Relevant Aspects to Generate Reliable Simulations of Boiling Heat Transfer

Abstract

Abstract Numerical simulations play a primary role in the understanding of multiphase flows with heat and mass transfer. The augment in computational studies comes from more accessible computer resources in terms of cost and performance. Another critical factor enabling computer simulations is the proposal of effective and easy-to-implement methods to capture the various multiphase physics, which leads to simulations resembling experimental trends. Despite relevant advances in computer modeling, an effort is still needed to get to the point where the simulations help explain the mechanisms that experimental researchers are observing. The present study discusses the development of multiphase modeling with an emphasis on boiling phenomena.
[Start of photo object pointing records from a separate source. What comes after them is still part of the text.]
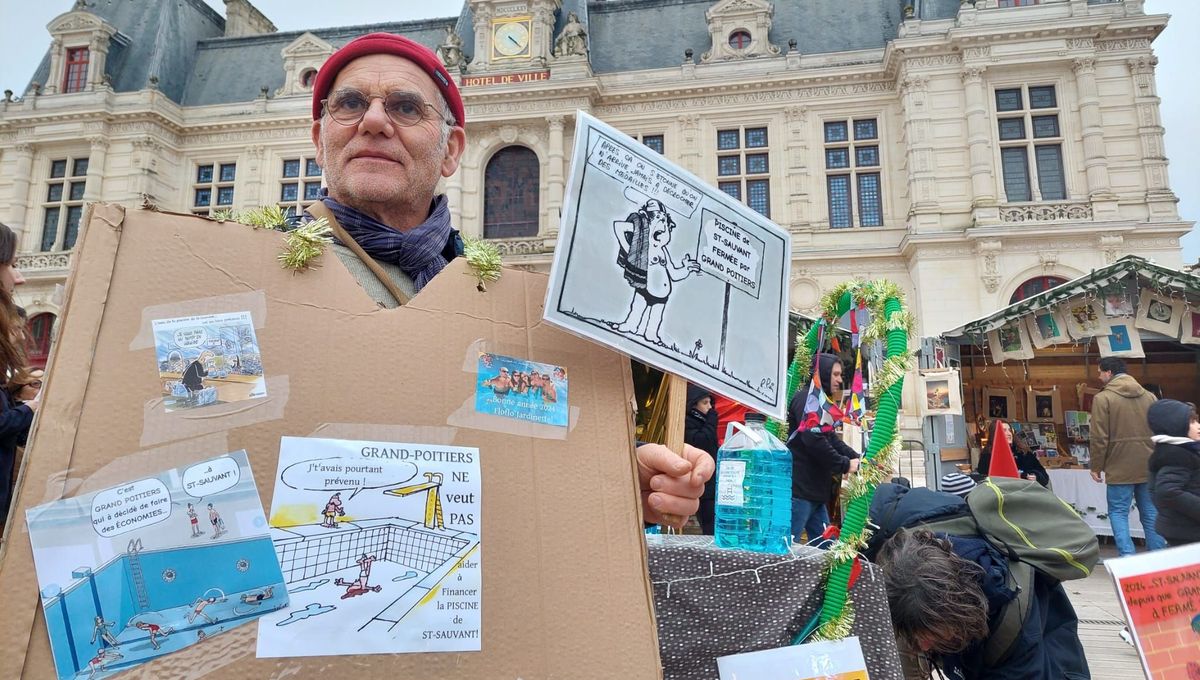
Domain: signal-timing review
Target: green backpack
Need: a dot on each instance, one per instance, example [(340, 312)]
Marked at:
[(1035, 530)]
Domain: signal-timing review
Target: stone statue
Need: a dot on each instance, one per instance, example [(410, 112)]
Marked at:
[(574, 38), (451, 50)]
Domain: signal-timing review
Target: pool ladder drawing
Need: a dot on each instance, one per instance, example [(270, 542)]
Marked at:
[(432, 498), (139, 583)]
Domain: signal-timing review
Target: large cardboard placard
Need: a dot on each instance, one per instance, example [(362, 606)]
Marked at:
[(655, 263), (564, 581)]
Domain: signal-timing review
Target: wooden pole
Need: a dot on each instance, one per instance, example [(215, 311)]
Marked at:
[(677, 410)]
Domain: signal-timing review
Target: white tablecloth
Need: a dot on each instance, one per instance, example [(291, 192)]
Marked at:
[(1090, 498)]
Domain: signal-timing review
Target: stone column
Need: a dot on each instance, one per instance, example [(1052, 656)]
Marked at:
[(18, 203), (55, 77), (94, 187), (1096, 160), (1150, 130), (983, 180), (797, 178), (555, 174), (690, 151), (918, 149)]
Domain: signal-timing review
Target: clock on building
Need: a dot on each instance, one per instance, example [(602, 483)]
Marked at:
[(510, 37)]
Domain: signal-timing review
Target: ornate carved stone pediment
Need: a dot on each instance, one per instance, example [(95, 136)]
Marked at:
[(739, 29), (301, 60)]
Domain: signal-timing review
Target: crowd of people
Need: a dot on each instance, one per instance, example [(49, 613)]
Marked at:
[(389, 124)]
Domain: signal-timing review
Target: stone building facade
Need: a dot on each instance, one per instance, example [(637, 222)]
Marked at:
[(970, 151)]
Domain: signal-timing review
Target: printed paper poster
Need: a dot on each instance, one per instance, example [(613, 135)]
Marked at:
[(379, 547), (659, 265), (837, 660), (209, 359), (521, 390), (1159, 594), (148, 567)]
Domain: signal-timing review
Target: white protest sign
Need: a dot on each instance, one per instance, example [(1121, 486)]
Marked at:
[(657, 264)]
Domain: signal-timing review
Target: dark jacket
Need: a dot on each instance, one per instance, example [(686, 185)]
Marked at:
[(816, 456), (15, 421), (1175, 473), (700, 431), (1048, 645)]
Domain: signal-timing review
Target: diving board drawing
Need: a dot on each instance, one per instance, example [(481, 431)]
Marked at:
[(657, 264), (126, 575), (379, 547)]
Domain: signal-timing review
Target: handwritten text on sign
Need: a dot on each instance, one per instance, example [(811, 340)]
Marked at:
[(643, 176), (1162, 595), (730, 253)]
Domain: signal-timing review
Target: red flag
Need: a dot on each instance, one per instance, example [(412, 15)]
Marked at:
[(1002, 464)]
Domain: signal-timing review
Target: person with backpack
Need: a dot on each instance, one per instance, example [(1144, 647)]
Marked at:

The work provides a fundamental understanding on the working principles and highlights the relevance and weaknesses of its application in multiphase modeling. In addition, the study describes ways to validate simulations of multiphase flows with heat and mass transfer. Validating techniques compare simulation results against planar interface evaporation (Stefan type problems) and spherical bubble growth. Implications of numerical validation in the generated simulation results (heat transfer distribution, fluid dynamic behavior, and bubble growth rate) are discussed by analyzing simulation results of validated models. Moreover, the study outlines how validated simulations can accurately predict the performance of boiling systems.